Un demi-siècle plus tard, les Almohades conquirent la ville avant de repartir à l'assaut de la péninsule Ibérique. Ceuta abritait non seulement une société musulmane, mais aussi une communauté chrétienne (des négociants aragonais, marseillais et génois) et une communauté juive prospère. Il est arrivé aux Almohades de persécuter les juifs qu'ils confinaient dans des mellahs (quartiers juifs). Parfois ce fut le tour des chrétiens.

Ceuta devint une «seigneurie indépendante» entre 1232 et 1237 pour ensuite être sous le contrôle de la dynastie des Azafis, des Bénimérines, puis des Nasrides, selon les pactes fais ou défaits par les rois d'Aragon aux XIIIe et XIVe siècles. Ceuta commença son déclin politique et devint une ville mal défendue, ce qui attira la convoitise d'un autre conquérant, le Portugal.

3.2 Le Régime portugais

Le roi Jean Ier du Portugal envoya son armée conquérir la ville de Ceuta le 21 août 1415. Le Portugal désirait acquérir un point de soutien pour ses navires qui transitaient par le détroit de Gibraltar. Ceuta permettait alors de débloquer les routes de l'or, de l'ivoire et des épices venant de l'intérieur de l'Afrique pour ensuite atteindre l'Europe. Bref, le Portugal voulait contrôler le trafic maritime et lutter contre les Génois et la piraterie barbare. Après avoir pris Ceuta, Jean Ier laissa au capitaine don Pedro de Meneses le soin de jeter les bases de son gouvernement, avec une garnison de 2700 hommes. Des ecclésiastiques furent chargés de convertir les musulmans. La ville resta longtemps au mains des Portugais en raison de la division des seigneurs marocains. Elle servit de tête de pont en Afrique, au service de l'empire du Portugal,  la première colonie parmi les territoires d'outre-mer.

En 1479, le Portugal et l’Espagne signèrent le traité d’Alcaçovas, par lequel les deux pays se partageaient les zones d’influence sur le royaume du Maroc; l’Espagne y reconnaissait Ceuta comme une possession portugaise. En 1494, le traité de Tordesillas reconnut à nouveau Ceuta en tant que possession portugaise. En 1509, l’Espagne et le Portugal signèrent le traité de capitulation de Cintra dans lequel l’Espagne reconnaissait pour la troisième fois n’avoir aucun droit sur toutes les colonies portugaises dans les côtes marocaines allant de Ceuta jusqu’à Boujdour. 

3.3 Le Régime espagnol

À la suite du décès du roi Sébastien Ier en 1580, le Royaume du Portugal fut intégré à la monarchie espagnole, ce qui faisait de Ceuta un territoire espagnol.
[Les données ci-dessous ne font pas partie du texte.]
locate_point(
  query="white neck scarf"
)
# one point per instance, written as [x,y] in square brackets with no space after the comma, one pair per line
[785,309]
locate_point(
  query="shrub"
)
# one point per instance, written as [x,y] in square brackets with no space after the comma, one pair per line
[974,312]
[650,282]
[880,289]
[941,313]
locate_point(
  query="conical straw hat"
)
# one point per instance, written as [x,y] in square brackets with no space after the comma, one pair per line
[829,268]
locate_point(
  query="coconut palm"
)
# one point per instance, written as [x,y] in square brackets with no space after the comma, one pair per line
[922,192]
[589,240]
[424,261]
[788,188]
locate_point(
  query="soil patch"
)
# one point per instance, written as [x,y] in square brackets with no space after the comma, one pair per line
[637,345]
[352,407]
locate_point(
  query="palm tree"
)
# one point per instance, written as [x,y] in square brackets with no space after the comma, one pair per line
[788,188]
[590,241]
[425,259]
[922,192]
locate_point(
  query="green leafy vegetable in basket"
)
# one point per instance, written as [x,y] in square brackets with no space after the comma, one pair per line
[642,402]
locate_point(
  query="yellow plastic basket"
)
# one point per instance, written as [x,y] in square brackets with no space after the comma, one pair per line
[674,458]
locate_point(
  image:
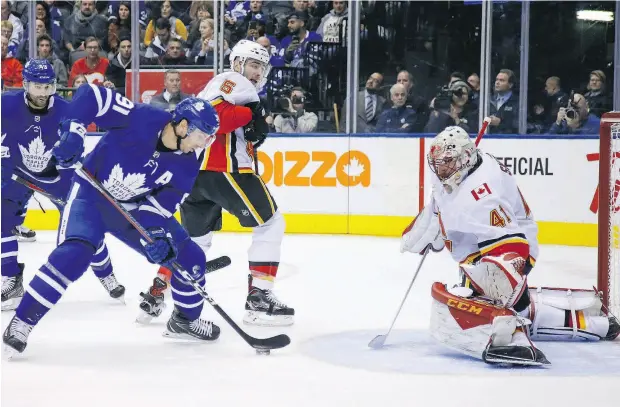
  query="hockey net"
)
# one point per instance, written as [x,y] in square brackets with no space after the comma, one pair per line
[609,212]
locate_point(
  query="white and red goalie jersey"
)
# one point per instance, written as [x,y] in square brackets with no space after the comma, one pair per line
[485,215]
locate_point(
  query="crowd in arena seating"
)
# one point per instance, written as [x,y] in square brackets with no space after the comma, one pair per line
[306,39]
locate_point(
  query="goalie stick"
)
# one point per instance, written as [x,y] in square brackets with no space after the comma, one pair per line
[378,341]
[274,342]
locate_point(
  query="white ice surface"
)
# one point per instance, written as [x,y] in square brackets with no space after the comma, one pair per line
[89,352]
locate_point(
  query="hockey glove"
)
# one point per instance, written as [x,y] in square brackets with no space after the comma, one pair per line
[162,249]
[69,149]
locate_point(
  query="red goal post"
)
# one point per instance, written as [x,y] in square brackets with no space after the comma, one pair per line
[609,212]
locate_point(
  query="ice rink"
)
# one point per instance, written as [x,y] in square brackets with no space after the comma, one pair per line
[345,289]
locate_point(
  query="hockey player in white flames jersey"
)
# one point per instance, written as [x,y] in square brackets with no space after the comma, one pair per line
[478,214]
[227,181]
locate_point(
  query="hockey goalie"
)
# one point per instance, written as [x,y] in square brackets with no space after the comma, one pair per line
[479,215]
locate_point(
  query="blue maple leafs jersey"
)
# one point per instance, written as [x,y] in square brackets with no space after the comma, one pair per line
[127,160]
[28,136]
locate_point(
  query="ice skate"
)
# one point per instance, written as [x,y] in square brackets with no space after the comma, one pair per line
[520,352]
[15,337]
[264,309]
[13,289]
[115,290]
[182,328]
[152,303]
[24,234]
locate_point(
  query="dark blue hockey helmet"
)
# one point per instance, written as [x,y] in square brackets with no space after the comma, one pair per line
[39,81]
[199,115]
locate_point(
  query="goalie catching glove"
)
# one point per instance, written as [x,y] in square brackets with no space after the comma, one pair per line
[424,230]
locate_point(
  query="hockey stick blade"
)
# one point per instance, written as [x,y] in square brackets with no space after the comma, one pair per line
[275,342]
[377,342]
[217,264]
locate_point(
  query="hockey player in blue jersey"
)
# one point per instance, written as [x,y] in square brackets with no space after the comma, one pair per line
[30,122]
[148,160]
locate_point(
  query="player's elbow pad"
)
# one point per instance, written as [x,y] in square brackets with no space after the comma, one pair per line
[423,231]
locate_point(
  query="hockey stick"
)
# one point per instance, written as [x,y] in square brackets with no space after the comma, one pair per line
[275,342]
[378,341]
[35,188]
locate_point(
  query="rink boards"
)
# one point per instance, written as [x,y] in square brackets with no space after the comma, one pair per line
[374,185]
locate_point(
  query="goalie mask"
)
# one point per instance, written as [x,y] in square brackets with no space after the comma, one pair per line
[253,61]
[451,156]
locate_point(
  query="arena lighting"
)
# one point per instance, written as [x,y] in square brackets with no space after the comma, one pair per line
[595,15]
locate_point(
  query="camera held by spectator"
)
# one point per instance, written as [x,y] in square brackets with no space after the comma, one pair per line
[575,118]
[294,117]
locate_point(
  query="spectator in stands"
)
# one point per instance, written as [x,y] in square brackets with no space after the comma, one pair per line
[18,29]
[303,6]
[295,119]
[7,31]
[45,51]
[172,94]
[369,104]
[400,118]
[294,46]
[330,27]
[598,99]
[160,43]
[555,99]
[175,54]
[92,65]
[276,60]
[175,27]
[449,109]
[84,23]
[504,104]
[116,72]
[415,102]
[474,84]
[11,67]
[576,119]
[120,26]
[203,46]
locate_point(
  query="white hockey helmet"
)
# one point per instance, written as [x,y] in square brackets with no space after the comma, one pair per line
[451,156]
[246,50]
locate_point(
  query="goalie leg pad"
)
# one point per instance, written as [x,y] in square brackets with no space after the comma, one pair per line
[565,314]
[478,328]
[498,277]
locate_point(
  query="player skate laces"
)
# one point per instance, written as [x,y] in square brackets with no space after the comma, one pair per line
[271,297]
[20,329]
[109,282]
[202,327]
[8,283]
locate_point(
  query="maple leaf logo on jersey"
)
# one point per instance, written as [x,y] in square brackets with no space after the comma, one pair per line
[35,158]
[354,168]
[124,187]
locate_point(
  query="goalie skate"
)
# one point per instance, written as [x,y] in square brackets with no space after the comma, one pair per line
[15,337]
[114,289]
[13,289]
[152,303]
[180,327]
[264,309]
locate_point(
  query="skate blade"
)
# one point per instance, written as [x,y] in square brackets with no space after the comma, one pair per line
[9,353]
[10,305]
[262,319]
[186,337]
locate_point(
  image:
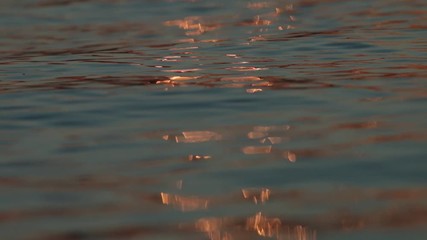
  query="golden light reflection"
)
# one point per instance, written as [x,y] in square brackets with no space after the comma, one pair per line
[291,156]
[253,90]
[256,149]
[184,203]
[193,137]
[258,195]
[241,79]
[193,25]
[263,226]
[192,157]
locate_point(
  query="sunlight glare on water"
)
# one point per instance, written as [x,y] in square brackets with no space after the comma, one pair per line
[219,120]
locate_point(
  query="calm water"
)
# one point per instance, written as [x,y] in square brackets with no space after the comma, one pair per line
[219,120]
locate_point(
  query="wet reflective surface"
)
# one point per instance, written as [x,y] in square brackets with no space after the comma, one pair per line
[217,120]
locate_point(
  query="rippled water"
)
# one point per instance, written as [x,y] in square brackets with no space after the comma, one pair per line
[217,120]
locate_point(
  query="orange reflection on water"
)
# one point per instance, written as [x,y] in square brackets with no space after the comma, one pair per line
[184,203]
[192,157]
[194,137]
[266,227]
[256,149]
[258,195]
[193,25]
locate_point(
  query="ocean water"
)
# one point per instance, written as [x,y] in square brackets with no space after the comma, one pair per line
[217,120]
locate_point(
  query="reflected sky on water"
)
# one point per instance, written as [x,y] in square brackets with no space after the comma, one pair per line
[219,120]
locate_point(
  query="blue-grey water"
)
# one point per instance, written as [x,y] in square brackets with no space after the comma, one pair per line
[218,120]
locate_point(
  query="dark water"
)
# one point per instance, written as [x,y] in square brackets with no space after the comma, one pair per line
[217,120]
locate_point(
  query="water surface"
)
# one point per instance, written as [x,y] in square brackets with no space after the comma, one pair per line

En 1640, le Portugal força l’Espagne à reconnaître son indépendance, mais Ceuta préféra demeurer sous la souveraineté de Philippe IV d’Espagne. La Ville de Ceuta conserva ses institutions, ses codes, ses prérogatives et ses privilèges. En 1694, Ceuta se vit imposer un long siège par le sultan Muley Ismail (1672-1727), qui ne prit fin que par la mort d'Ismail en 1727. Ce fut une période de conflits qui remodelèrent la ville et ses fortifications, entraînant le transfert de nombreux habitants à l'Almina. En 1702, la ville de Ceuta avait été attaquée par l'Angleterre, mais avait pu résister. Le rocher de Gibraltar fut conquis en 1704 par l'Angleterre. 

La population devint rapidement hispanophone avec l'arrivée massive d'Espagnols venus du continent européen, surtout de l'Andalousie. Après une courte période de bilinguisme portugais-espagnol, le castillan devint la langue dominante de la ville de Ceuta. Les nobles conservèrent le pouvoir, tandis que les autres s'engagèrent dans l'armée ou dans le clergé. Les classes populaires s'adaptèrent rapidement, mais les minorités musulmanes souffrirent du changement : les contacts avec le Maroc furent réduits au minimum, les juifs furent expulsés en 1708 (pour revenir un siècle plus tard). Au cours de cette période, à partir de 1792, s'installa une petite communauté d'Algériens, les Mogataces, chassés d'Oran par les troupes espagnoles.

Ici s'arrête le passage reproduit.